Stage 2: Routing and Context Assembly (Online). This stage is initiated upon receiving a user question. The model computes the question's hidden states and projects them via the Router Q Projector to obtain the routing query QqR. This query is matched against the cached global routing keys KˉR to calculate relevance scores and identify the Top-k documents. Crucially, only the compact Key and Value matrices of these selected documents are loaded and concatenated with the question's local Kq and Vq to form the final sparse context.

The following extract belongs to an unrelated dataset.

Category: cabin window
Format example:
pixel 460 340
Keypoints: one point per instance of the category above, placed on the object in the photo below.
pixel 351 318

Stage 3: Sparse Generation (Online). In the final stage, the model operates autoregressively on the assembled sparse context. The standard attention mechanism computes the interaction between the active token's Query Qq and the concatenated KV pairs, generating the final answer token by token.

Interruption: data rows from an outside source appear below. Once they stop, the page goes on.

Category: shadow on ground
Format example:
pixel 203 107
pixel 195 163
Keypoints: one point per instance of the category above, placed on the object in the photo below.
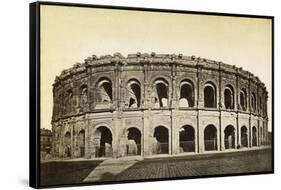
pixel 55 173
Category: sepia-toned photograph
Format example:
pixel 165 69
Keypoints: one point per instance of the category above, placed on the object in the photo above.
pixel 133 94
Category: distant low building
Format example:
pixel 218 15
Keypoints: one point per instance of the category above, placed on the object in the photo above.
pixel 45 140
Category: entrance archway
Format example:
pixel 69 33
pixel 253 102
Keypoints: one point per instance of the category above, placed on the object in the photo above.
pixel 134 142
pixel 229 137
pixel 210 138
pixel 254 136
pixel 81 143
pixel 187 139
pixel 244 136
pixel 161 138
pixel 67 144
pixel 103 142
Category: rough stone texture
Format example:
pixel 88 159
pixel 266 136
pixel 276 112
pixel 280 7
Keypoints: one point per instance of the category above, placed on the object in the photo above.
pixel 94 97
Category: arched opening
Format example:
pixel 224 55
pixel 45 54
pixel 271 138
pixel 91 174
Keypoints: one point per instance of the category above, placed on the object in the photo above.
pixel 260 104
pixel 253 102
pixel 103 142
pixel 229 97
pixel 134 94
pixel 243 99
pixel 161 140
pixel 83 95
pixel 105 91
pixel 67 144
pixel 134 141
pixel 186 94
pixel 81 143
pixel 210 138
pixel 68 101
pixel 244 136
pixel 161 98
pixel 187 139
pixel 209 96
pixel 229 137
pixel 254 136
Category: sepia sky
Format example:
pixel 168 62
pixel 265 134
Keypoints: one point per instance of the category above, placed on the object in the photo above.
pixel 71 34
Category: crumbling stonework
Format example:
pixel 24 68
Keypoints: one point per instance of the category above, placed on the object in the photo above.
pixel 145 104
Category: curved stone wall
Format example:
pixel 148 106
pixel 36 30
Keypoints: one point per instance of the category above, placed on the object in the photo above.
pixel 146 104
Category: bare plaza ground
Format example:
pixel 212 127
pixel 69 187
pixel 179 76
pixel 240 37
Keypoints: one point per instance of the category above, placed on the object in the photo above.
pixel 71 172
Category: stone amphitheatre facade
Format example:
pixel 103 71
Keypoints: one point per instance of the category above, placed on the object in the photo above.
pixel 148 104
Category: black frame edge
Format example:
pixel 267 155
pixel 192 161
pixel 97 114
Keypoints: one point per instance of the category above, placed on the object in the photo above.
pixel 34 120
pixel 34 90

To address complex queries requiring multi-hop reasoning, MSA incorporates an adaptive Memory Interleave Mechanism. This essentially performs the routing and context assembly and Sparse Generation in an iterative manner. The inference process alternates between Generative Retrieval and Context Expansion, where retrieved documents are treated as part of the query for the next iteration. This cycle repeats adaptively until the model determines that the accumulated documents are sufficient, at which point it transitions to generating the final answer.
Efficiency and Scaling
MSA achieves linear complexity with respect to memory size L in both training and inference regimes. To enable extreme-length memory inference on a standard single node, the authors implement a specialized inference engine called Memory Parallel. This engine supports inference over a massive memory context of up to 100 million tokens with limited GPU resources.

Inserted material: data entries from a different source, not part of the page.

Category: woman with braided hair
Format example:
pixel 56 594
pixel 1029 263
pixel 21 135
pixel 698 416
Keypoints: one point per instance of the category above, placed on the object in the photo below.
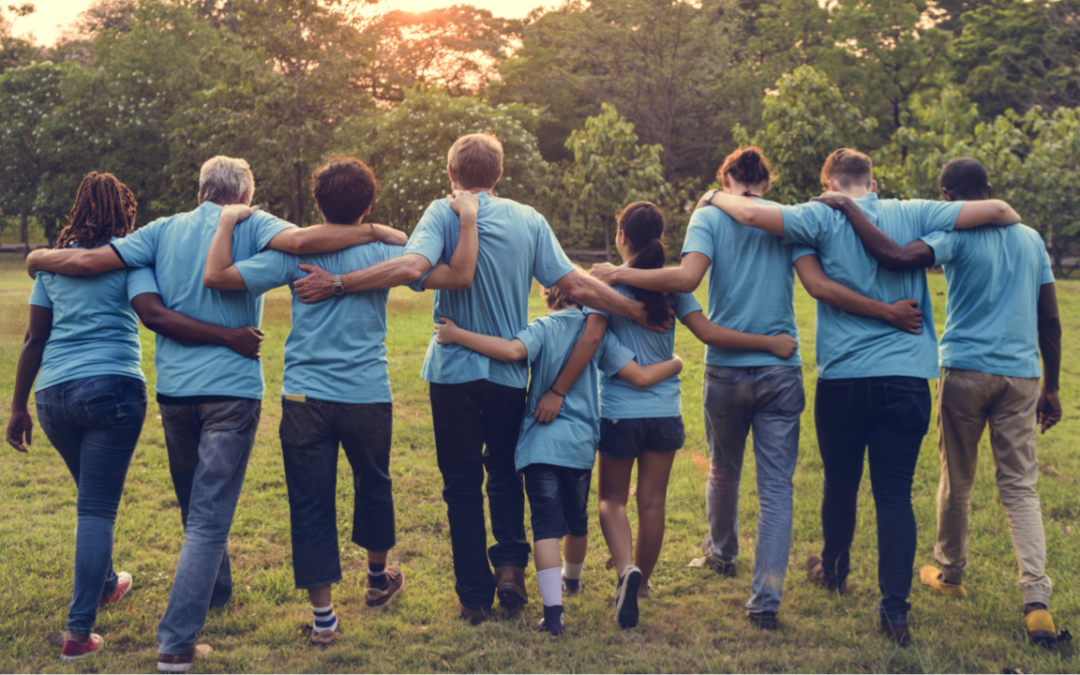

A Tiered Memory Storage Strategy is employed to address capacity constraints. Routing Keys (KˉR) are distributed across the VRAM of multiple GPUs to ensure low-latency retrieval, while the bulk of the memory bank, the Content KVs (Kˉ, Vˉ), is stored in the host DRAM (CPU memory). Upon identifying the Top-k relevant chunks via GPU scoring, only the corresponding Content KVs are asynchronously fetched from the host to the GPU. Additionally, a Memory-Parallel Retrieval strategy is used where the query hidden states are broadcast to all GPUs, and each GPU independently calculates similarity scores against its local shard of Routing Keys before a global reduction identifies the Top-k indices.
Experiment
- MSA was evaluated on nine diverse QA benchmarks and the RULER Needle In A Haystack task to validate its efficacy against same-backbone RAG systems, best-of-breed RAG configurations, and long-context memory architectures.
- The model demonstrates consistent superiority over standard RAG baselines and achieves competitive or top performance against systems using significantly larger generators, proving that its architectural design effectively isolates and enhances retrieval and reasoning capabilities.
- Experiments on context scaling from 32K to 1M tokens confirm that MSA maintains exceptional stability and high retrieval accuracy, avoiding the catastrophic degradation observed in unmodified backbones and other long-context models.
- Ablation studies validate that the two-stage curriculum learning strategy, memory interleave mechanism for multi-hop reasoning, continual pre-training for router precision, and integration of original document text are all critical components for the system's overall performance.
- Analysis of context degradation up to 100M tokens reveals that MSA sustains high generation quality with minimal performance loss, successfully decoupling reasoning capabilities from massive memory capacity.